Neurogranin Promotes Neuronal Maturation and Network Activity Through Ca(2+)/Calmodulin Signaling.

Neurogranin (Ng) is a postsynaptic calmodulin-binding protein highly enriched in forebrain neurons and widely implicated in synaptic plasticity. However, whether Ng contributes more broadly to neuronal network maturation and cellular homeostasis remains unclear. Here, we examined the consequences of silencing or restoring Ng to adult physiological levels in primary hippocampal neurons.

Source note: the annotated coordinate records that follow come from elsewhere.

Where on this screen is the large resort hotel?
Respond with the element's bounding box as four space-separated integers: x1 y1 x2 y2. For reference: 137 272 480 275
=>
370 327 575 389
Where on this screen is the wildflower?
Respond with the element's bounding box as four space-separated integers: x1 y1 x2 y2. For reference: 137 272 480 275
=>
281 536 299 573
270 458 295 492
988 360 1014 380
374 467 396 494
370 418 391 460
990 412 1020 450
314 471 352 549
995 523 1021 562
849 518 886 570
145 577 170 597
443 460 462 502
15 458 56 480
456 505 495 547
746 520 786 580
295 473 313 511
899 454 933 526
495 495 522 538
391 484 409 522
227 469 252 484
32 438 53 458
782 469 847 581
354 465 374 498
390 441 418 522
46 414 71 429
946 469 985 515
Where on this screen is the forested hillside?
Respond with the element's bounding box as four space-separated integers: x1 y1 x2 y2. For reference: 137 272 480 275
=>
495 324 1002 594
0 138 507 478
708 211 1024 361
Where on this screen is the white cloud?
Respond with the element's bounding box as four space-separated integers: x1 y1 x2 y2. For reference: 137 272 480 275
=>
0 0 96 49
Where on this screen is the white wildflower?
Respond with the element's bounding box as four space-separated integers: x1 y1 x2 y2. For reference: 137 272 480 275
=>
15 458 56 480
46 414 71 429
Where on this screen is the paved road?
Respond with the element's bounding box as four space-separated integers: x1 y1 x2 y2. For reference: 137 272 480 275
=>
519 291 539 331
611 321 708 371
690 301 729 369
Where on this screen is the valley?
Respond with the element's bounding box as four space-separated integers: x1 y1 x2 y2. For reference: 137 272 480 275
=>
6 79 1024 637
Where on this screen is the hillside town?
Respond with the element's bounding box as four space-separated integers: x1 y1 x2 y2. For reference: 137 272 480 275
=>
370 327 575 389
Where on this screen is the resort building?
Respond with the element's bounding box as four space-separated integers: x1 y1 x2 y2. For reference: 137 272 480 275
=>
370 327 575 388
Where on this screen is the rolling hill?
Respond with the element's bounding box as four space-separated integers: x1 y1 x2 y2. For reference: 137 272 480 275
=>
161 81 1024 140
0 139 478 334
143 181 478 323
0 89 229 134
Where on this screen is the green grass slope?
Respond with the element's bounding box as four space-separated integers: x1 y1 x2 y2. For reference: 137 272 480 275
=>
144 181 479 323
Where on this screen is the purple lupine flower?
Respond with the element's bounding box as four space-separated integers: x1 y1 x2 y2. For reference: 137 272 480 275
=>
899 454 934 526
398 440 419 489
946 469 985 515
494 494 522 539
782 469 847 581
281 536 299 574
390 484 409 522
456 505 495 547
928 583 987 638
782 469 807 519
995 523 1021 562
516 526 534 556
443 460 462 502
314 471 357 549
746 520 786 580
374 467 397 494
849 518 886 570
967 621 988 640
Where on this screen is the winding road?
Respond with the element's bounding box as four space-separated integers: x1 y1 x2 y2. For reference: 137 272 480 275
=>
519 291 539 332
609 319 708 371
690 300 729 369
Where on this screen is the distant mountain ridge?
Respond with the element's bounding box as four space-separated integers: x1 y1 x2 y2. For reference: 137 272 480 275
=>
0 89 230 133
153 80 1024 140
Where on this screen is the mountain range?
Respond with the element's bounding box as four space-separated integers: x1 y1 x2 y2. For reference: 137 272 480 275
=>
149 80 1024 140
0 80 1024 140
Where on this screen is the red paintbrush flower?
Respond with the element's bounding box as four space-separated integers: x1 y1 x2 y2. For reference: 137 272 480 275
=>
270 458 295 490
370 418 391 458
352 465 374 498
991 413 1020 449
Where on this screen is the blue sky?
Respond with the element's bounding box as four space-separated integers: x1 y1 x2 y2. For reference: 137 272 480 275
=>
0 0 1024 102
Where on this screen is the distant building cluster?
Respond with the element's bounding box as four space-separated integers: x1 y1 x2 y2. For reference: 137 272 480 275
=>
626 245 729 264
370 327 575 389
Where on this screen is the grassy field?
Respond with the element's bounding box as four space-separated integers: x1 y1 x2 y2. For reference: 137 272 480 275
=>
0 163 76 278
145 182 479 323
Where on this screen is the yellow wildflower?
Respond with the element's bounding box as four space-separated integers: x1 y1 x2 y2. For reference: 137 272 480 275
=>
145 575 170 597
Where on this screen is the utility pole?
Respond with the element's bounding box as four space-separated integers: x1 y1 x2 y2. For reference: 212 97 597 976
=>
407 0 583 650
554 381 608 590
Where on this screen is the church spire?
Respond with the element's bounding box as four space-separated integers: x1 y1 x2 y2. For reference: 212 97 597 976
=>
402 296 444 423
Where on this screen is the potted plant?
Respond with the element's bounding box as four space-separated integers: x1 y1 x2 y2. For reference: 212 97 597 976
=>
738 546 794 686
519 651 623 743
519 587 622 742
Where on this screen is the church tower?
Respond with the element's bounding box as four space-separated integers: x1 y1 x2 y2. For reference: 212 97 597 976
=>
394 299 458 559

Ng expression promoted dendritic expansion, increased synaptic number, and shifted the axon initial segment toward the soma, consistent with structural adaptations to enhanced connectivity. Calcium (Ca(2+)) imaging revealed a marked increase in spontaneous neuronal activity and network synchronization, which was confirmed by electrophysiological recordings showing enhanced burst firing and spike synchrony. At the molecular level, Ng altered Ca(2+)/calmodulin (CaM) signaling by increasing total CaM levels, reducing Ca(2+)/CaM-dependent protein kinase II (CaMKII) abundance while increasing its relative autophosphorylation, and downscaling specific ionotropic glutamate receptors. Despite elevated network activity, Ng expression enhanced neuronal metabolic competence and viability, reduced cellular stress signaling and induced modest caspase-3 activation without engagement of apoptotic pathways. Together, these results indicate that Ng promotes neuronal maturation and coordinated network activity while engaging compensatory mechanisms that preserve excitatory balance and neuronal resilience. Our findings identify Ng as a molecular integrator linking Ca(2+)/CaM signaling with the structural and functional maturation of neuronal networks.